We hated to tear ourselves away, but Bosco had come to fetch us, as arranged, so that we could meet the rest of our delegation back at the hotel before 3. Before we said our reluctant farewells, we told the Pastor about our upcoming performance at KIE and asked him to extend our invitation to his family and the congregation. We are hopeful that some of them will be able to attend.

When we arrived back at Civitas Hotel a reunion lunch was in full gear with the widow and 6-year-old twins of a recently-deceased faculty member in drama at KIE, Stephen Buckingham, who had been instrumental in facilitating logistics in the early years of Project Rwanda. The children were overjoyed at the gifts Helen and Chris had brought them, but it was clear that life has not been easy for their mother, a survivor of the genocide, who has no extended family and struggles to make ends meet.

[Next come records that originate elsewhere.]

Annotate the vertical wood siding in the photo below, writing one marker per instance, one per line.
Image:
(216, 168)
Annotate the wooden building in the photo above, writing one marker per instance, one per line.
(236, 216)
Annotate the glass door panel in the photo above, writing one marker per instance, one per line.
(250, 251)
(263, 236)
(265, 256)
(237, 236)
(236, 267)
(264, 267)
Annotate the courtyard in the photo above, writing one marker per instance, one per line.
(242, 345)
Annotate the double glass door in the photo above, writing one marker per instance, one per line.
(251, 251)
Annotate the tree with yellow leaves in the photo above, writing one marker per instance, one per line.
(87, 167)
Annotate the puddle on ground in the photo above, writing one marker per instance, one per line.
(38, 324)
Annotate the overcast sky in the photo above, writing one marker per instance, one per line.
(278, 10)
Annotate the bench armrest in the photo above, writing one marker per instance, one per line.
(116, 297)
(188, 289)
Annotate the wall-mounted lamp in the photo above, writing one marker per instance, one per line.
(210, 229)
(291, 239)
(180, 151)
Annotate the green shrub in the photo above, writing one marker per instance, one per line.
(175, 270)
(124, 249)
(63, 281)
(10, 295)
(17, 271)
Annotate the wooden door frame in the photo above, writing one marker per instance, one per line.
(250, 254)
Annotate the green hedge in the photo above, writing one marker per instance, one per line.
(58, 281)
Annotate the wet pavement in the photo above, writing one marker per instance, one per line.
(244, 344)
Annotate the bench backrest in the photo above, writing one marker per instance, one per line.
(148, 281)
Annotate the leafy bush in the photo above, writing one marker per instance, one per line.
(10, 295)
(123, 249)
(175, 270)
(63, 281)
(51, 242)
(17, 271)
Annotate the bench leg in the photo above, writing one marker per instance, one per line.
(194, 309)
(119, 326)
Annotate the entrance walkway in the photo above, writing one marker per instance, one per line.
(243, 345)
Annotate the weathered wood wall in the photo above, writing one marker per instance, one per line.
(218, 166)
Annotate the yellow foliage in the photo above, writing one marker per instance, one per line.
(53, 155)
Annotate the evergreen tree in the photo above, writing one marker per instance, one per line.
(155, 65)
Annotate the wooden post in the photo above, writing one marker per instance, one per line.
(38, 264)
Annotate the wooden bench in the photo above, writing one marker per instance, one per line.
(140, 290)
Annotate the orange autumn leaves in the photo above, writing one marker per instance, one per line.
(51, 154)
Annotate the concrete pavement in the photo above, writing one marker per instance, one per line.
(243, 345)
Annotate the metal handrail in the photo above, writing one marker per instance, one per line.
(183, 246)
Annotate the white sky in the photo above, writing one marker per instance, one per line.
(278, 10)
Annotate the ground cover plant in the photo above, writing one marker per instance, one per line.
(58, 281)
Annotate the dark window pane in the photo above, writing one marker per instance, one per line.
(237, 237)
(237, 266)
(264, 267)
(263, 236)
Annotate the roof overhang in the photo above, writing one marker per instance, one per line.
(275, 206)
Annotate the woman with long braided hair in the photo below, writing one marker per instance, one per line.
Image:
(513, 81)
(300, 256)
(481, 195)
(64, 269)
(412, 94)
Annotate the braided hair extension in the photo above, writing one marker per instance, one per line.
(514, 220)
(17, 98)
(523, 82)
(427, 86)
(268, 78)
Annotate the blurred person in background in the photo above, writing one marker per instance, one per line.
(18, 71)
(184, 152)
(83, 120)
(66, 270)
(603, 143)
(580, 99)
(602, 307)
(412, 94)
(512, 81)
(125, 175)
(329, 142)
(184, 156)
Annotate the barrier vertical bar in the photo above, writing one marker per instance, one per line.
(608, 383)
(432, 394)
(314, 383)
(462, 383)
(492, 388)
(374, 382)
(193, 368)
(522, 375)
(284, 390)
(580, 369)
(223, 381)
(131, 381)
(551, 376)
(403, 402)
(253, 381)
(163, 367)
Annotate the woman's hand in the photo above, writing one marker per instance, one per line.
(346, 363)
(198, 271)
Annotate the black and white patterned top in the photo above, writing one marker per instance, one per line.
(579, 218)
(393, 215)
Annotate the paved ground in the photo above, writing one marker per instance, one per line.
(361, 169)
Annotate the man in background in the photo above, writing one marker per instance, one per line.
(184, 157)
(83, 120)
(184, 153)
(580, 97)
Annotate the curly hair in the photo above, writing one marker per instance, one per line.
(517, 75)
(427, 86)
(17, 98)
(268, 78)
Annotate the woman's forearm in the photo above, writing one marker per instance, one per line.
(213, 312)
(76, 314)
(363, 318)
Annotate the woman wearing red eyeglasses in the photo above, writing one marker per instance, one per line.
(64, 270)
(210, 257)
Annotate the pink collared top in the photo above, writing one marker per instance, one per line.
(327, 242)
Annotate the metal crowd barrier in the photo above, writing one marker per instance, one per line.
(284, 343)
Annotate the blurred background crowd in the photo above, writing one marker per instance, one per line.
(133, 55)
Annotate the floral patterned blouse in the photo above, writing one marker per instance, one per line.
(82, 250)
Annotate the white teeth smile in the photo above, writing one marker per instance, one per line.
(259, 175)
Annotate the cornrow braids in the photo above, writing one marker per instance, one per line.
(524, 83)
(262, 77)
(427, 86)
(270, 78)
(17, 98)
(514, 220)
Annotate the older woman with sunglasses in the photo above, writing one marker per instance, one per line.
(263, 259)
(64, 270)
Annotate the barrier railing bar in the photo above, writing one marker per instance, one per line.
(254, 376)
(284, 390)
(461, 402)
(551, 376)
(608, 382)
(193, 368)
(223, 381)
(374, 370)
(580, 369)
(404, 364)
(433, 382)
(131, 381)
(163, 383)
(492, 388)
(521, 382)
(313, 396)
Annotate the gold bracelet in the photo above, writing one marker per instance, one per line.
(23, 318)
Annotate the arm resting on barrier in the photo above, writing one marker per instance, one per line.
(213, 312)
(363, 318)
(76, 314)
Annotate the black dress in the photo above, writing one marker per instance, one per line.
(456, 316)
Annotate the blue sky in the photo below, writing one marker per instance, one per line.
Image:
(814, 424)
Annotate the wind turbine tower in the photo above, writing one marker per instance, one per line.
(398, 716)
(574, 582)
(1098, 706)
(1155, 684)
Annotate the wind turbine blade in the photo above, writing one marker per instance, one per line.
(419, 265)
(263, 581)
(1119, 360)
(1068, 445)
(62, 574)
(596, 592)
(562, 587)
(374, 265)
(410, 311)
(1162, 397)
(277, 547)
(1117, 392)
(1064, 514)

Our next appointment was pure pleasure. One of our KIE hosts, Leon and his wife, Cecilia, invited us to their home high in the hills overlooking Kigali and rewarded our bumpy journey with cold drinks, a lavish spread – again home-cooked – and the joys of playing with their children. Leon had told me the night before that they had purchased the plot and built a single-room house three years ago but have been expanding and embellishing it as possible. He told me that in Rwanda, there are never enough resources, so the only way to build anything – a house, a school, a drama program – is to start with what you’ve got and grow from there. The three-bedroom house with a well-tended yard in the front and a vegetable garden in the back is painted in cheerful pastels and appointed with two bathrooms, and outdoor kitchen, and a living room tv. We carried chairs and tables onto the front lawn and watched the sun set over the nearby hills as we ate and drank and laughed.

Today is Margo’s birthday, and we had snuck a cake into the party for her. When we presented it, we serenaded her with “Happy Birthday” in English, French, and Kinyarwanda. Leon and Cecilia’s second born, a delightful girl who laughed and played with each of us in turn over the course of the evening, topped it off by alternating a twirling dance with mouthfuls of cake.

We bid a grateful goodbye to our hosts and headed back down the unpaved hill in the van. Leon had told us earlier that there was talk of the government paving it over in the future, but for now, its rutted grooves created a simulated amusement ride as we descended. We whooped and whoa’d as the driver steered around the well-worn terrain. Happy, stuffed, and filled with fond memories of another magical day in Kigali.